[citation][nom]walter87[/nom]Thunderbolt combines the PCIe standard with DisplayPort, so it is PCIe.Eventually the thunderbolt technology will take advantage of optics (its original codename was Lightpeak) and will allow bandwidth limits beyond the current 10GB/s limitation of copper wire.Thunderbolt will eventually drop in price and become mainstream and will coincide with the USB standard, just will take some time for that to happen and for the prices to drop. Intel has thunderbolt support on Ivy Bridge and all future CPUs will take the tech even further.It may never be able to stay up to par with full x16 PCIe standards in terms of bandwidth, it will provide more than adequate for mid range solutions (and anyone looking to get a high-end graphics solution anyway should be considering a full desktop at that point)[/citation]

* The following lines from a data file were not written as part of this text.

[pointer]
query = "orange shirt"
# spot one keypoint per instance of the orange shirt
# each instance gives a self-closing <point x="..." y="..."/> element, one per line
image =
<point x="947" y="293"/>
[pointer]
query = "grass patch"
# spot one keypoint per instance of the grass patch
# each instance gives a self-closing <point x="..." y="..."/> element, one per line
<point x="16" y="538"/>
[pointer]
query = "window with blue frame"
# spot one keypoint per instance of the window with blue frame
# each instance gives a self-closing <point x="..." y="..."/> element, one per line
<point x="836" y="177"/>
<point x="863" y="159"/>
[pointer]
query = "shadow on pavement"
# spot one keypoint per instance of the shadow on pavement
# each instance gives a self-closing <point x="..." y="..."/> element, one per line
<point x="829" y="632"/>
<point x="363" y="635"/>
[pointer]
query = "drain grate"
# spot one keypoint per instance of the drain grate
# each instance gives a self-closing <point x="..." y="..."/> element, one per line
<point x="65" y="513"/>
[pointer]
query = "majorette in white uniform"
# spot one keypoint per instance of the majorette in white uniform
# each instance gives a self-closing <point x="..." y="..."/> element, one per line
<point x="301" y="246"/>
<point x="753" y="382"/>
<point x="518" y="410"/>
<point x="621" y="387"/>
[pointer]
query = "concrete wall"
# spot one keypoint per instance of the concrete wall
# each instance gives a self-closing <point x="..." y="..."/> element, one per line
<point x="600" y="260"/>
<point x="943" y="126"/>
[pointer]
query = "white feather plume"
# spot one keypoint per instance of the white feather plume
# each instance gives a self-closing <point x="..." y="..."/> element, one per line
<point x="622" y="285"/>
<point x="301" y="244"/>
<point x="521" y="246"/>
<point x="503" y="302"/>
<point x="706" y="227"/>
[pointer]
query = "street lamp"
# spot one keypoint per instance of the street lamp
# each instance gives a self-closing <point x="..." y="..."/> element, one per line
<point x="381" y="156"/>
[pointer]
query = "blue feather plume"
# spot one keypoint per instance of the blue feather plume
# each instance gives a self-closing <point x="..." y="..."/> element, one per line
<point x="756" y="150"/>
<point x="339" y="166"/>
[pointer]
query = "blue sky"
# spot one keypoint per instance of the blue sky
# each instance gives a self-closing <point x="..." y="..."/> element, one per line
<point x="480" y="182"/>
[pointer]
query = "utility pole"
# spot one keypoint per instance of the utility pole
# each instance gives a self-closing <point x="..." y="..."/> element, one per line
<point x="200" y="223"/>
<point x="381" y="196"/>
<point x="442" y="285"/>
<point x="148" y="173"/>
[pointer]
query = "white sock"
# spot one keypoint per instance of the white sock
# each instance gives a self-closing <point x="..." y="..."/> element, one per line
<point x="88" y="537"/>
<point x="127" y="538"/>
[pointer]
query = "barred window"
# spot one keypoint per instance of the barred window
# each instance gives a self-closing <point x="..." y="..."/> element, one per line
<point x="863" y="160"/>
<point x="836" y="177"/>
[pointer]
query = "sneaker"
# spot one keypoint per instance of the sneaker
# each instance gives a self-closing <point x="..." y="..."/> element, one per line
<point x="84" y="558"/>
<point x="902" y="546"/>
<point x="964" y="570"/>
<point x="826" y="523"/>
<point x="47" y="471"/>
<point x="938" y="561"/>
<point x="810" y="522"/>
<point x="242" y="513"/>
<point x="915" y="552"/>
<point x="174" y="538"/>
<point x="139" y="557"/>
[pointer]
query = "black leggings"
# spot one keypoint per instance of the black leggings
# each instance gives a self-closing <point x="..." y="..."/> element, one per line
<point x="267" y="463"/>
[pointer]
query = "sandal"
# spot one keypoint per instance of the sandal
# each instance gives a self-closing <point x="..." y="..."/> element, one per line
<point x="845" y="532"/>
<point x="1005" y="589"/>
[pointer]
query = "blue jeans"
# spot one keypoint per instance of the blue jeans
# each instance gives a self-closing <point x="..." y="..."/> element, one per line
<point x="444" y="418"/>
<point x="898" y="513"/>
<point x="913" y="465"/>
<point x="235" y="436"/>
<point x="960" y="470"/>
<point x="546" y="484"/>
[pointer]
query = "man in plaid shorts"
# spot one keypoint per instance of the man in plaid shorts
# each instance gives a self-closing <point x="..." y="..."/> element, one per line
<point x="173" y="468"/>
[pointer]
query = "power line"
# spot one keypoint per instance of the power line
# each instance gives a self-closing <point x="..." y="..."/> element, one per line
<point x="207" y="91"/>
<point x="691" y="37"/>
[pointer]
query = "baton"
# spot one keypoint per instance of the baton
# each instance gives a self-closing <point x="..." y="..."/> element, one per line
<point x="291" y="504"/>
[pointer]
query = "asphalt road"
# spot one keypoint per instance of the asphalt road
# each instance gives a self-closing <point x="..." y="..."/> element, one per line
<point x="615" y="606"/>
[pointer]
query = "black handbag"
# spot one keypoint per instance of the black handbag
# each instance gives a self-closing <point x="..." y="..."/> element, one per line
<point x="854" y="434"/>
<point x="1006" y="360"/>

I'm aware of what Thunderbolt is, and how it relates to PCIe. But my main point is that Thunderbolt is not an open standard, and it incurs expensive licensing fees to anyone that wishes to implement it.
On the other hand, there is an open external PCIe standard that could be developed instead that wouldn't involve those license fees and would also be capable of much higher bandwidths (up to x16 in the standard).
It seems to me that Thunderbolt is unlikely to make much headway in the market when there is a cheaper, open alternative that people could turn to, much like the competition between Firewire and USB.
In all likelihood, anyone that buys into these Thunderbolt external GPUs is going to end up with a device that is unusable in the future on the vast majority of computers that they will buy, similar to how those that bought Firewire digital cameras back in the day can't use them today without spending extra for an adapter or a motherboard that includes a Firewire port.